Ele praticamente organizou meus pensamentos sobre o que fazer na situação em que nos encontrávamos.
Primeiro, o Oni. Eu liguei para a Mythpool e dei a localização exata de onde estava o corpo do youkai, que nós colocamos gentilmente para dentro do templo. Depois, Yuna. Ela era fugitiva da Mythpool, querendo ou não. Ela matou o diretor, embora eu tenha confirmado as suspeitas que eles tinham sobre o homicídio de meu chefe, a hanyou tinha matado um ser humano friamente após ser catalogada como confiável. A Mythpool não sabia que eu a libertei, e isso foi graças a Suny. Minha amizade colorida da época de estágio disse que eu passei a noite no apartamento dela. A voz dela na organização era muito poderosa. Para vocês terem noção, se eu tivesse matado o Diretor Tanaka, e ela negasse, eu mal seria interrogado sobre o assunto.
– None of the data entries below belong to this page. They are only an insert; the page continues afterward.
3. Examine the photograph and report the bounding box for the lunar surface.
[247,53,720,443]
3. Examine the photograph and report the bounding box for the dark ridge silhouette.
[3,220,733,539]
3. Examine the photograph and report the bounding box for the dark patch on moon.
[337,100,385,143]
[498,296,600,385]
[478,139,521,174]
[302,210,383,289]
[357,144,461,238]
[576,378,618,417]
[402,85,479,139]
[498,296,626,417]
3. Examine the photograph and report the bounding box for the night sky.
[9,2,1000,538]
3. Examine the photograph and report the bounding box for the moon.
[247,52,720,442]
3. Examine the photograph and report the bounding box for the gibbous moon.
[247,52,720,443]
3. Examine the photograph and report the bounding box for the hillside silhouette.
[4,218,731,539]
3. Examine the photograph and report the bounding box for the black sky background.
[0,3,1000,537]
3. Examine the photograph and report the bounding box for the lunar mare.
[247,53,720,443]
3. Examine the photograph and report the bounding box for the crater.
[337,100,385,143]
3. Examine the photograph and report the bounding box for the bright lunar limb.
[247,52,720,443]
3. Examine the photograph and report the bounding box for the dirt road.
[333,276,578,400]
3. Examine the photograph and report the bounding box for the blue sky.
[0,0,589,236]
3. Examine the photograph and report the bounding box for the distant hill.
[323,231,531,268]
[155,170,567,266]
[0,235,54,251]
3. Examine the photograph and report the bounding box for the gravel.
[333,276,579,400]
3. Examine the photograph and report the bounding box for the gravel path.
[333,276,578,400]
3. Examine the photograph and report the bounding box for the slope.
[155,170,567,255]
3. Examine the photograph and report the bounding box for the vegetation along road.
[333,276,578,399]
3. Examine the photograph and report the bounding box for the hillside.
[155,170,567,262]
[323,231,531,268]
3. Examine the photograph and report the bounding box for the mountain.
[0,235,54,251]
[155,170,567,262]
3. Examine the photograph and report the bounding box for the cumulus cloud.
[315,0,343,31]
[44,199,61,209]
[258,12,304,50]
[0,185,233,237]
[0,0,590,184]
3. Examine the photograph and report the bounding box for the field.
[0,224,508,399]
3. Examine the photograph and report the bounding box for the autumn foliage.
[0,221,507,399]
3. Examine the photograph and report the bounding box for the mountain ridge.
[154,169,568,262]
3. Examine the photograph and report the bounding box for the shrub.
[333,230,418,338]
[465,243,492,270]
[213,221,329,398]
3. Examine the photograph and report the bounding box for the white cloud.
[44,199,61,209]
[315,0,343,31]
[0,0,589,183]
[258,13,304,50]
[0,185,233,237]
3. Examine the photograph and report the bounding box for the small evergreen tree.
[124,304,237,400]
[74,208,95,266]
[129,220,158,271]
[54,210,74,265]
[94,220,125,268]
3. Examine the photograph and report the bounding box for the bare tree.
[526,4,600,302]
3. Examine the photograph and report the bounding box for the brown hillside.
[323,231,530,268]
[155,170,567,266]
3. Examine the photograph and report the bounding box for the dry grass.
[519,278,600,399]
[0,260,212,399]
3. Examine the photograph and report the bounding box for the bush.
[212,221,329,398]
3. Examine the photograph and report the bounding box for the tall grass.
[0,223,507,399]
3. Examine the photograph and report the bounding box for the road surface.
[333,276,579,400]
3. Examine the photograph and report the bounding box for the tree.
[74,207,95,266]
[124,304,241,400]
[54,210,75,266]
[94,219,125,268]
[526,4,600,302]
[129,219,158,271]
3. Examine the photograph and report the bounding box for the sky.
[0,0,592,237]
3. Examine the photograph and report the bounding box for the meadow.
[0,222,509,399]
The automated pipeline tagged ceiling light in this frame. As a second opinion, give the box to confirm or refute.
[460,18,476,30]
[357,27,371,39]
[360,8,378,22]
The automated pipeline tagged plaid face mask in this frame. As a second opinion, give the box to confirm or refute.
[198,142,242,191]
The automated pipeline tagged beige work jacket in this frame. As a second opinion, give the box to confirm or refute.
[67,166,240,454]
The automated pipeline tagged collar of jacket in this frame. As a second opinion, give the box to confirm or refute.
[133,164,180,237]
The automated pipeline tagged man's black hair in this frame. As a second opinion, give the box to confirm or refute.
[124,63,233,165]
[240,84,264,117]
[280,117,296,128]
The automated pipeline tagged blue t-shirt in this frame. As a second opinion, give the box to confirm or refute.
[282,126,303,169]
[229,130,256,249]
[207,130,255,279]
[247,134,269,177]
Mesmo assim, ela não limpou a barra de Yuna. Então, nós pegamos a garota desmaiada e Tetsu nos levou para um quarto com seu teletransporte.
O quarto era o da própria hanyou.
Nós estávamos na AAA.
Eu coloquei a garota nos meus braços em sua cama. A estampa do lençol dela era do Goku Super Saiyajin 2. Por que o nível 2? Também não sei, achei que só o Gohan tinha graça com essa transformação. A parede ao lado da cama era envidraçada. A atrás da cama tinha uma prateleira com alguns livros como "Noel Kyle" e "O Caçador de Górgonas". Na parede do outro lado, uma estante com uma TV de trinta e duas polegadas, um console Playstation 3, e um pôster do Homem de Ferro.
— No fim, ela é uma garota normal que tem tara pelo Robert...
— O que está resmungando aí, plebeu?
— Ah, não, nada.
— Hmph.
O Assassino Intocável sumiu e reapareceu com duas cadeiras no quarto. Uma estofada e aparentemente muito confortável. A outra toda de ferro, sem nenhum tipo de estofamento. E não preciso dizer que a estofada passou longe de mim, né?
Nós nos acomodamos em nossos assentos, mesmo o meu não sendo muito cômodo, e ficamos observando Yuna adormecida. Após dez por cento de uma hora, eu me voltei para Tetsu.
— Não acha que deveríamos acordá-la?
— Ela está se recuperando, vira-lata. Ao menos tenha paciência. Como vocês me divertiram bastante lá, esta é minha maneira de agradecer. E se continuar dando palpites, eu...
Yuna tossiu. Nossa atenção se voltou para ela e então travamos, esperando a próxima reação da garota. Sua testa franziu. Se estivesse tendo algum tipo de sonho, aposto que não eram boas imagens que seu cérebro projetava. Seus olhos começaram a se abrir e ela começou a arfar, como se tivesse corrido metade de uma maratona.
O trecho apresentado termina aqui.